Detailing the treatment of the men in a lengthy report, the watchdog complains not just about Russia, but criticises the US for failing to ensure other countries stand by their promises to treat released detainees well.
The seven men and their families described frequent harassment by Russian police and security services, particularly the Federal Security Service, the successor to the KGB, and the organised crime department of the ministry of the interior.
"I was told many times by the Russian authorities that after my time in Guantánamo, it wasn't necessary to prove I was a terrorist," one former detainee Airat Vakhitov told Human Rights Watch. "That any one of us could be thrown in jail because we were terrorists."
Two of the men were tortured and are in prison after investigations and trials that did not meet international fair trial standards. A third was also tortured and is currently in prison awaiting trial, while the other four are either in hiding or have fled abroad, claims Human Rights Watch.

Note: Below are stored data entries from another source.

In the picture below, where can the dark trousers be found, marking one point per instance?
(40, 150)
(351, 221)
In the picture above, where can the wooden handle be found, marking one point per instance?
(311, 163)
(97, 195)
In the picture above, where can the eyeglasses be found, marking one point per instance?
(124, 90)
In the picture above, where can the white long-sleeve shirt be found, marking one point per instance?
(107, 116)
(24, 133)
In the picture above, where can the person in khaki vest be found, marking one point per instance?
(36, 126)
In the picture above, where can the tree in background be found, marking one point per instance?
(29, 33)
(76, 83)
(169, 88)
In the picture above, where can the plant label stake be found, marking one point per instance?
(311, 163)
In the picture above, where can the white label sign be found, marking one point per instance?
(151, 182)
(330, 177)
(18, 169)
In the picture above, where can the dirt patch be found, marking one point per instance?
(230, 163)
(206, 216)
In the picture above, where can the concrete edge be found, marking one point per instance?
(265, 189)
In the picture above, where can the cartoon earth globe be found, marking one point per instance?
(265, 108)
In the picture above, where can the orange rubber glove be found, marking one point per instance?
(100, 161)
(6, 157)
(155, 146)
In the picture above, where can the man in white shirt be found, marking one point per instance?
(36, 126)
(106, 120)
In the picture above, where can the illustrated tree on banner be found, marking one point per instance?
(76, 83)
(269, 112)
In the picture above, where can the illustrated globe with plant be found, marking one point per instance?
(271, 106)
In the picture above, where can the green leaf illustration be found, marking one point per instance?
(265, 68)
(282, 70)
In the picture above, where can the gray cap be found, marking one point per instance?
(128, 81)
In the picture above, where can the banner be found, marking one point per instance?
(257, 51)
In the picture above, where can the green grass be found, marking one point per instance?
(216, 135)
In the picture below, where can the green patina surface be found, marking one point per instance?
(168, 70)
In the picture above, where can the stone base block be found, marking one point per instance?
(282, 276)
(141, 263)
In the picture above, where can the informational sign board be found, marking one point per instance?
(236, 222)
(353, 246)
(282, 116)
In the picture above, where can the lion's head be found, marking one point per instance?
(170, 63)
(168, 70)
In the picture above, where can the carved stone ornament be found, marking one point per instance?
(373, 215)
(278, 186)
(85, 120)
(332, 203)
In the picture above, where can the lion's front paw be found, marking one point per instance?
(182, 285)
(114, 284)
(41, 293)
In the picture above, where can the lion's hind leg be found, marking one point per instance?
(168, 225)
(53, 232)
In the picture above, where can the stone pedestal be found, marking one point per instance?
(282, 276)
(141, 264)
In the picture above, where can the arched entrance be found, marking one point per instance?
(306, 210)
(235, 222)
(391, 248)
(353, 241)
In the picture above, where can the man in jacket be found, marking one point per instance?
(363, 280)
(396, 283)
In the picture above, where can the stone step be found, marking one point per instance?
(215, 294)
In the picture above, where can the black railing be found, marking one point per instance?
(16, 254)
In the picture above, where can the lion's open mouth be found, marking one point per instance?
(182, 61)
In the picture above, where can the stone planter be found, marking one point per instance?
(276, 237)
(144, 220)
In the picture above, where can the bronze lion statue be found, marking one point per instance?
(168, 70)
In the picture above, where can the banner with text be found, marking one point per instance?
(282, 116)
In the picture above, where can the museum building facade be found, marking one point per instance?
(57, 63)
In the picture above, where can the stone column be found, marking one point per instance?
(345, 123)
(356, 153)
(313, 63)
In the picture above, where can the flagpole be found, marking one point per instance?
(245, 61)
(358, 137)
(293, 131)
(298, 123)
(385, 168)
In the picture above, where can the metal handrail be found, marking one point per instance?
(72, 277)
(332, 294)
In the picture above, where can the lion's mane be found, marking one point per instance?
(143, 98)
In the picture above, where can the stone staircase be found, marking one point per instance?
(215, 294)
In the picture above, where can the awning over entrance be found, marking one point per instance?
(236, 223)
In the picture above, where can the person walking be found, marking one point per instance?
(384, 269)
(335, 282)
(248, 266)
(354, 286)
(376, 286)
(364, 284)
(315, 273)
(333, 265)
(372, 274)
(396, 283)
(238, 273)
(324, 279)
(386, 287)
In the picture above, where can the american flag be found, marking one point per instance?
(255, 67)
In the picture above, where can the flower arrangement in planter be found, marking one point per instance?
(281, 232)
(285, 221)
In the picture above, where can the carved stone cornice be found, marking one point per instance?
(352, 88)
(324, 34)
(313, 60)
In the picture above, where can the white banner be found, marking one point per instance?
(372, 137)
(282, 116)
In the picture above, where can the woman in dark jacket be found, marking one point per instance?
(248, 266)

"What happened to the former detainees is pretty standard for a lot of suspects in police custody in Russia," said Carroll Bogert, associate director at Human Rights Watch. "But that's just the point. The US government knew these men would likely be tortured and sent them back to Russia anyway."
Yesterday Russia's interior ministry and the Federal Security Service declined to comment.
The men were taken to the controversial detention centre for US enemy combatants in Cuba's Guantánamo Bay from Afghanistan in 2002. After being sent back to Russia in 2004, they were detained in custody for three months, but since then have faced harassment and fresh charges.
One of the men, Ravil Gumarov, was arrested for a local gas explosion in the Russian republic of Tartarstan in 2005. Mr Gumarov said he was beaten, deprived of sleep and shackled to a cage with his hands above his head until he confessed.
The report intends to highlight the irrelevance of assurance offered between countries that former prisoners will be treated fairly, argues Human Rights Watch.
"The Russian experience shows why diplomatic assurances simply don't work," Bogert said. "Governments with records of torture don't suddenly change their behaviour because the US government claims to have extracted some kind of assurance from them."
She said Austria, Canada, Georgia, Germany, The Netherlands, Russia, Sweden, Turkey, Britain and the US had handed over prisoners on diplomatic assurances.